Friday, June 08, 2012
--Concrete Man Drowns
--One-Armed Man Applauds Kindness of Strangers
--Federal Agents Raid Gun Shop, Find Weapons
--Midget sues grocer, cites belittling remarks
--A-Rod Goes Deep, Wang Hurt
--Stud Tires Out
--Statistics show that teen pregnancy drops off significantly after age 25
--Chick Accuses Some of Her Male Colleagues of Sexism
(Story about LA Councilwoman Laura Chick.)
--Utah Poison Control Center reminds everyone not to take poison
--Man eats underwear to beat breathalyzer
From the want-ads:
--USED TOMBSTONE, perfect for someone named Homer HendelBergenHeinzel, one only. Phone#
--Meeting on open meetings is closed
(And the reason we have to keep what's said there secret is also a secret.)
Police in Gloucestershire, UK, say they are looking for a man in "a blue morph suit" wearing blue paint on his face, for questioning.
According to the BBC, "One witness said the man, who was seen waving at women and running up to them doing star jumps, "looked like a Smurf." "Star jumps" are what we call "jumping jacks."
After police received calls about the man on May 20, plus a couple more last Saturday, they decided they would like to talk to the guy in order to "establish his motives."
Found this at Americablog.
...but not all that unusual. Cliff Mass, our local meteorologist, says next week will be drier and a bit warmer than the one we're in. I know it's silly to move to Seattle and then complain about rain, but it IS June 8, and we're way past ready for winter to be over.
Thursday, June 07, 2012
Everybody has seen them, usually on downtown streets in the big cities, although even small towns have their share of them. These are the homeless mentally ill, often schizophrenic men and women who literally have no place to go.
They look pretty much the same today as they have throughout most of western history, as evidenced by the picture on a tarot card from five and a half centuries ago, called "Il Matto" in Italian and "Le Fou" in French (in both cases meaning "The Lunatic"), or "The Fool" in English.
Then as now, he's a frightening and ominous figure, physically ill, possibly dangerous and violent at worst, disoriented and unpleasant to deal with at best. He's one of the ones Jesus called "the least of these," and if you want to see him begging on the streets or rummaging through dumpsters, you won't have far to look if you live in a town of any size.
It was just such a person police in Fullerton (near LA) encountered last July as they were searching for someone reported to have been vandalizing cars. Kelly Thomas, 37, was shirtless, disheveled, and uncooperative when officers attempted to search him, so they called for backup. When help arrived, the reinforced patrol proceeded to beat Thomas to death with tasers (up to five times), the butts of tasers, and by slamming him repeatedly against the ground, despite his pitifully pleading for his father the whole time. He never recovered consciousness and died five days later.
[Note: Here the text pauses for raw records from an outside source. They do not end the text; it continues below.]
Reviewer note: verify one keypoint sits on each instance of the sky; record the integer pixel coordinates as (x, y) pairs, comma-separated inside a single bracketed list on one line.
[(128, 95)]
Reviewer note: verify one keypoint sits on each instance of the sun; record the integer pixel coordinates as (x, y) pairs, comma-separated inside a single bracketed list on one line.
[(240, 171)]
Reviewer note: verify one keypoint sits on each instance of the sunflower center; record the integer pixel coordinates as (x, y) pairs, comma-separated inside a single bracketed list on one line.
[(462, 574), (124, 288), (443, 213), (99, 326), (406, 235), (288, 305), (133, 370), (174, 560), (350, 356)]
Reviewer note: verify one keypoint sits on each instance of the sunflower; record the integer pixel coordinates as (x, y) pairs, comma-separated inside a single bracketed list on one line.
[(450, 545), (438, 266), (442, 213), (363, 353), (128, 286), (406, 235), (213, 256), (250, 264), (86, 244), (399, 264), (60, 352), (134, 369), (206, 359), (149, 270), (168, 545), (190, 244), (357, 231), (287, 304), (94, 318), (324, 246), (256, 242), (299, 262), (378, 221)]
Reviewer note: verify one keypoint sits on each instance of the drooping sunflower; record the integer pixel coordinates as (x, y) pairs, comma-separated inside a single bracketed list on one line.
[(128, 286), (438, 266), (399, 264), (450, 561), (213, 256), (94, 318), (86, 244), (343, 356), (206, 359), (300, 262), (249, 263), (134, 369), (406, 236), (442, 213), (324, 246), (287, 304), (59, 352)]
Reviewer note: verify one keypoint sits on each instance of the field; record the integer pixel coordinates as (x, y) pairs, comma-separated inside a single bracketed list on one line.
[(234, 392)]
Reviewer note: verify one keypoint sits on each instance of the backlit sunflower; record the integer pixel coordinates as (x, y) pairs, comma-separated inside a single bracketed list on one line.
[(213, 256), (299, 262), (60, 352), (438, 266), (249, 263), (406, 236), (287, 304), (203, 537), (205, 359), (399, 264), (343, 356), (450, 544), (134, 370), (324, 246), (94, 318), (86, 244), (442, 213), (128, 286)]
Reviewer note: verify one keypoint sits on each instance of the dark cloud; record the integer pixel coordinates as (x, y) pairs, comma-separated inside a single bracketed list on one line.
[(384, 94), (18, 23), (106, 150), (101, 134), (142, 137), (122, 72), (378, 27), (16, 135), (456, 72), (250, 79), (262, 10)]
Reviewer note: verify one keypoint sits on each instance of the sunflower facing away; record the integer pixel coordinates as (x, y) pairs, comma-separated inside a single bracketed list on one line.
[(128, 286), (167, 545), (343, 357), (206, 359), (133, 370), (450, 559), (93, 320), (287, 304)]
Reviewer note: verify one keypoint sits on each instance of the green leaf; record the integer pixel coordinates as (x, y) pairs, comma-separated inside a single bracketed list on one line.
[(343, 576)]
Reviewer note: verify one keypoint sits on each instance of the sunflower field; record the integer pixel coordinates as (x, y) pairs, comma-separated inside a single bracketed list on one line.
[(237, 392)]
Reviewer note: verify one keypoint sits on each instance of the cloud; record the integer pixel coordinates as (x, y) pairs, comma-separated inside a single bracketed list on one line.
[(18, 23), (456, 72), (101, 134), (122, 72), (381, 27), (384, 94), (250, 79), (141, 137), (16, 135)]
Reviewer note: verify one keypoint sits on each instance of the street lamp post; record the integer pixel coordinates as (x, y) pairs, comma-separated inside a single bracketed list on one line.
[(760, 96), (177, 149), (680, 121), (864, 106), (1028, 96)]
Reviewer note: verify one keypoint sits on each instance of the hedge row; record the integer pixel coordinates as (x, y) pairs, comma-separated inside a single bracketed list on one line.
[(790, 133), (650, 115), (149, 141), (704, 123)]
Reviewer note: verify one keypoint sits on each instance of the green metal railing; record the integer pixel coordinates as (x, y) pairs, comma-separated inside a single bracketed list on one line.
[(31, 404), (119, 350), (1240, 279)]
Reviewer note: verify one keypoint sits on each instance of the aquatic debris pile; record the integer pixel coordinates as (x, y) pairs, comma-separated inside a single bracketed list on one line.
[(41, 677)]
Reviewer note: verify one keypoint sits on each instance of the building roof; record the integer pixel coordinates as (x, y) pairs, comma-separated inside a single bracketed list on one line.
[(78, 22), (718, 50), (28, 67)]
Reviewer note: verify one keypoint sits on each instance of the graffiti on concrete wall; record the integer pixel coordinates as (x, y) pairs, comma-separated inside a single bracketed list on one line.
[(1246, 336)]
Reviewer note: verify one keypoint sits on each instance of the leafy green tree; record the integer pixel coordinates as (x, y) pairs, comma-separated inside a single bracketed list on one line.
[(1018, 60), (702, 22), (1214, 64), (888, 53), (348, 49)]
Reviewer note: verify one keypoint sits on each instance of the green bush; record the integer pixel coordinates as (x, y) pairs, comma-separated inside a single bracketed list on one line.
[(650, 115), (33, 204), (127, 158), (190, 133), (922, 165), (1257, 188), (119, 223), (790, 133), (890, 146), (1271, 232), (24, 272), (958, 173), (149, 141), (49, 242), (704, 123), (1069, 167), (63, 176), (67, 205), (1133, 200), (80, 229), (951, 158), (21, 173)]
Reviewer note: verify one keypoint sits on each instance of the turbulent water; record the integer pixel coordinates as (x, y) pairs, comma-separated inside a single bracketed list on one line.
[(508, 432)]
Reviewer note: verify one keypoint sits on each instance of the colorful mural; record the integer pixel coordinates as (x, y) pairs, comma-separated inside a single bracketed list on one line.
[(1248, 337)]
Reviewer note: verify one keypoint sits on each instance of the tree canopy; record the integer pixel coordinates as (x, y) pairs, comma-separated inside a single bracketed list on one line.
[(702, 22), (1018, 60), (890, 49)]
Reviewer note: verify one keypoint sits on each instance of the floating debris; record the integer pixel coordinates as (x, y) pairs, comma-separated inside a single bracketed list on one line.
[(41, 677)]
Two of the police involved in this incident, which was captured on videotape and the audio devices cops carry these days, are facing criminal charges, one for second-degree murder and the other for involuntary manslaughter. And the same night as Wisconsin voters decided to retain Scott Walker. three Fullerton city council members were turned out of office by a recall motivated by the killing of Kelly Thomas.
I have little faith that anyone will ever be convicted or serve a day in jail for this hideous and cowardly crime, and doubt very much that the replacement of three Fullerton councilmen will have any substantive effect on city government, other than the newly-elected Republicans will use the Thomas outrage as an excuse to gut police pensions. But I know for certain that I don't want to live in a country where this kind of thing happens, and that the best way we can serve Kelly Thomas at this point is to embark on a crusade for genuine reform, not just of government, but of the way our society works, and who it exists to serve.
Illustration: 'Il Matto' from the Visconti-Sforza tarot deck, Milan, about 1450.